Navigate to a list of URLs (using an ID value in the URL)

Sometimes, you need to scrape data from a series of pages with similar URLs. This tutorial will show you how to navigate to, and scrape data from, a list of URLs when you have a list of changing ID numbers, extensions, or 

If you have a list of full URLs, you can follow this tutorial, and if you need to input a list of keywords into a text box on the page, follow this one.

In this tutorial, I'll be scraping stock data from http://www.barchart.com/stocks/sp500.php.

Setting up the list of IDs to input

1. While working on a project, click the "Settings" button at the top of the left-side commands tab.

 

2. In the Starting Values text box, input a list of the IDs you need to enter into a URL in JSON format.

 

I used this JSON object to get the top 25 stock tickers of the S&P 500 Index: {"stocks":["XOM","GE","MSFT","BP","C","PG","WMT","PFE","HBC","TM","JNJ","BAC","AIG","TOT","NVS","MO","GSK","MTU","JPM","RDS.A","CVX","SNY","VOD","INTC","IBM"]} 

Navigating to each URL

3. Click the "Commands" button at the top of the left-hand tab.
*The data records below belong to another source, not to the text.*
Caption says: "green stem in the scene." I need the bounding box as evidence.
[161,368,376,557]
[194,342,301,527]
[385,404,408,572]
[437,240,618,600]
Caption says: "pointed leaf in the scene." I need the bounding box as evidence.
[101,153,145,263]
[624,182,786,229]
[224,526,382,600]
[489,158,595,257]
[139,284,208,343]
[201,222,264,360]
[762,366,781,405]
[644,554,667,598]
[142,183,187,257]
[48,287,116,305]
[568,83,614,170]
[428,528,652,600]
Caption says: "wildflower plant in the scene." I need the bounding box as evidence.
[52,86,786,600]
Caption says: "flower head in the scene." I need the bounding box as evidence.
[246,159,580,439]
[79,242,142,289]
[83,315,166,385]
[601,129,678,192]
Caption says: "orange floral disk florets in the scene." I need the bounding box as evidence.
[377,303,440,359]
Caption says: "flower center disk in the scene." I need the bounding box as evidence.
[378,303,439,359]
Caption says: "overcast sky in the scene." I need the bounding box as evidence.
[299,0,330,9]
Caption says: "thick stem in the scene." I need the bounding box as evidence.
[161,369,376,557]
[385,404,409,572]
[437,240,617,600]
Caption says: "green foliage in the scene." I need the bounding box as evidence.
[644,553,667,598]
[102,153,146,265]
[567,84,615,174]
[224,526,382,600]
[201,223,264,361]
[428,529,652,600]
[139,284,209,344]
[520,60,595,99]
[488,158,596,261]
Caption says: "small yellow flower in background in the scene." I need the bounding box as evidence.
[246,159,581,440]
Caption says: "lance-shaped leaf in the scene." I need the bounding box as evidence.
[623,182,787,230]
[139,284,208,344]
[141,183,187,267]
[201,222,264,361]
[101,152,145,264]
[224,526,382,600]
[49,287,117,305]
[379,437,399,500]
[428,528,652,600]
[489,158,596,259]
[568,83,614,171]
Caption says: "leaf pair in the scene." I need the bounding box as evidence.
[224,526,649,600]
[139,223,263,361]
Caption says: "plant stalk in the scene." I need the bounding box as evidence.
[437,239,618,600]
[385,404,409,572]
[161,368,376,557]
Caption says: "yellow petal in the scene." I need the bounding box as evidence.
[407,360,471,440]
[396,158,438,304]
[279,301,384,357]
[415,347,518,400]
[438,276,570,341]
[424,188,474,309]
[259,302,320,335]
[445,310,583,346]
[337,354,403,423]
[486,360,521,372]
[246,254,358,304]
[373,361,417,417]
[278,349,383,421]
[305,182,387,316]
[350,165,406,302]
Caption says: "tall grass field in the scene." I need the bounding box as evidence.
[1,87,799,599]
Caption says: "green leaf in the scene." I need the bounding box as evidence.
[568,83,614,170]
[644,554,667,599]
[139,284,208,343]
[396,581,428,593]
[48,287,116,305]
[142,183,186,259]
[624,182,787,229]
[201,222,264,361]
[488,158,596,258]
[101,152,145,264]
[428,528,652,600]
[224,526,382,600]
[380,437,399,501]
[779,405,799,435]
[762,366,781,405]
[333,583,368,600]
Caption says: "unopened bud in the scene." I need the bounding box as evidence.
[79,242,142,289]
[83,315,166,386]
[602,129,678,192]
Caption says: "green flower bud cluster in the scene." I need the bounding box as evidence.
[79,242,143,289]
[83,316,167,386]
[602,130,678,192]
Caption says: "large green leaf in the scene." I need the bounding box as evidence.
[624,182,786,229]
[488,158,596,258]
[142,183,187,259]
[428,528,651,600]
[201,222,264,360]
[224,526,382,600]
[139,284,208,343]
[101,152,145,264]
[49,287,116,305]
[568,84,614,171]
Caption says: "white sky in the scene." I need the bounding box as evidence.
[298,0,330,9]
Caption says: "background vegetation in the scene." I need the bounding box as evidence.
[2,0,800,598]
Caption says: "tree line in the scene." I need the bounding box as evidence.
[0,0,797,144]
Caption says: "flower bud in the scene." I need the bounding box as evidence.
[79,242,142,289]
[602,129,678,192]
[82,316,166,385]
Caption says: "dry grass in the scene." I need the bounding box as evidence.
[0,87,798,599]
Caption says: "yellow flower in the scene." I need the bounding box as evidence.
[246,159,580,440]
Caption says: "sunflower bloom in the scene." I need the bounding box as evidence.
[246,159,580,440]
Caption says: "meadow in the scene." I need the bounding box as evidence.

4. On the main_template, click the plus button to the right of the Select page command. Add a Loop command from the "Advanced" menu.

 

5. Input "for each stock in stocks". This will cause ParseHub to perform the subsequent commands for each of the 25 stock tickers in the stocks list of the Starting Values.

 

6. Click the plus button to the right of the new Loop command. Add a Go to Template command from the "Advanced" menu.

 

7. Input the following expression into the Go to URL box in the pop-up that appears: "http://www.barchart.com/quotes/stocks/"+stock

 

This will input the "stock" variable, which we defined on the Loop command, to the end of the URL in quotes.
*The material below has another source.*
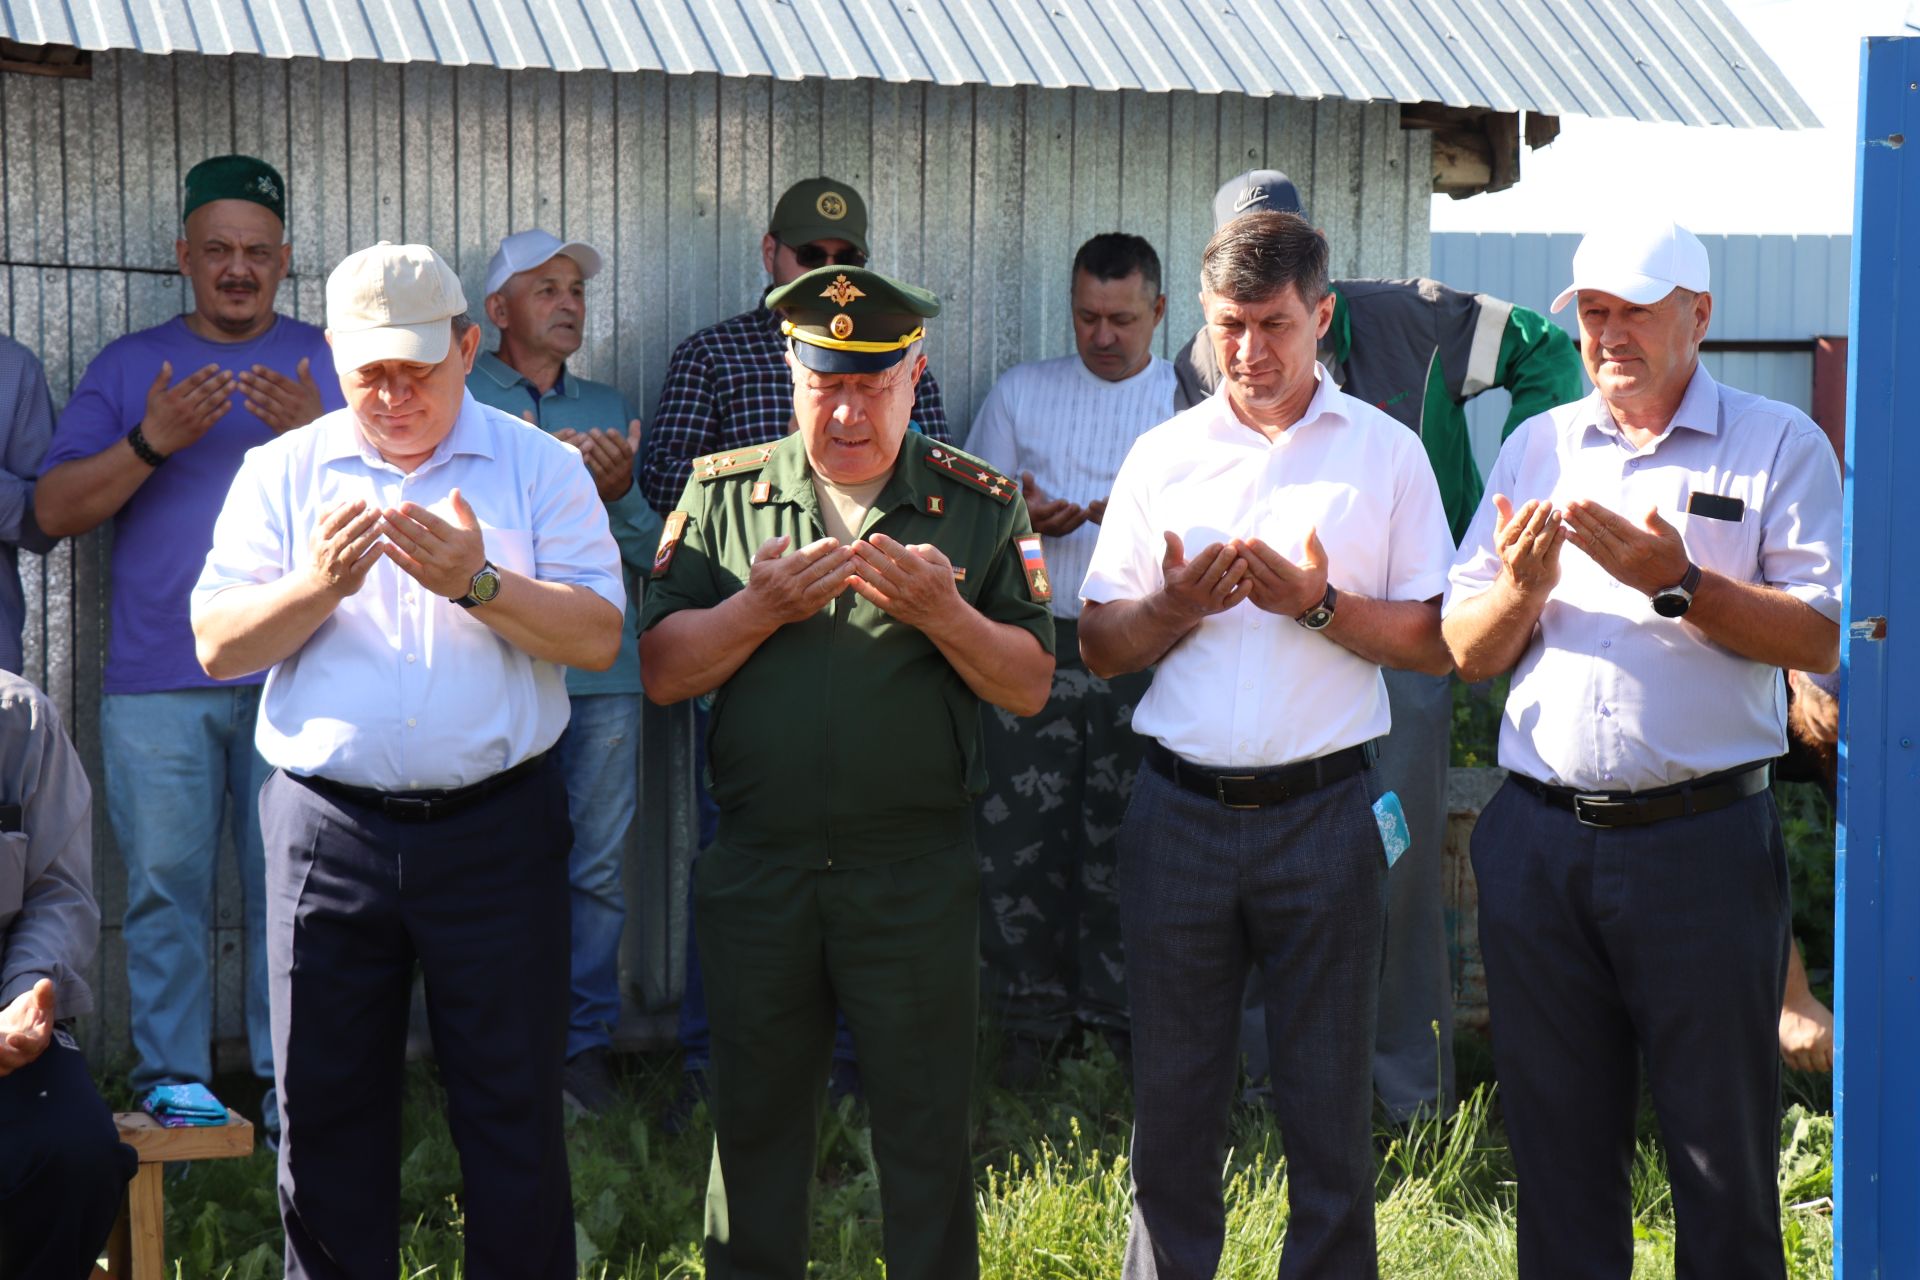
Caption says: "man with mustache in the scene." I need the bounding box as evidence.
[964,232,1172,1075]
[36,155,341,1143]
[1442,219,1840,1280]
[468,229,662,1115]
You can use this for any URL. If the ID you need to input is in the middle of a URL, format it like this: "http://firstpartoftheurl.com/"+item+"/second_part"

8. Choose to Go to a new template, and input a name such as stock_template. Then, press the green button to add the command.

9. On the new page that loads, you can select any data you need to scrape. ParseHub will get this data for each page with the ID in the URL. Make sure to add a Begin New Entry command at the start of this template, however.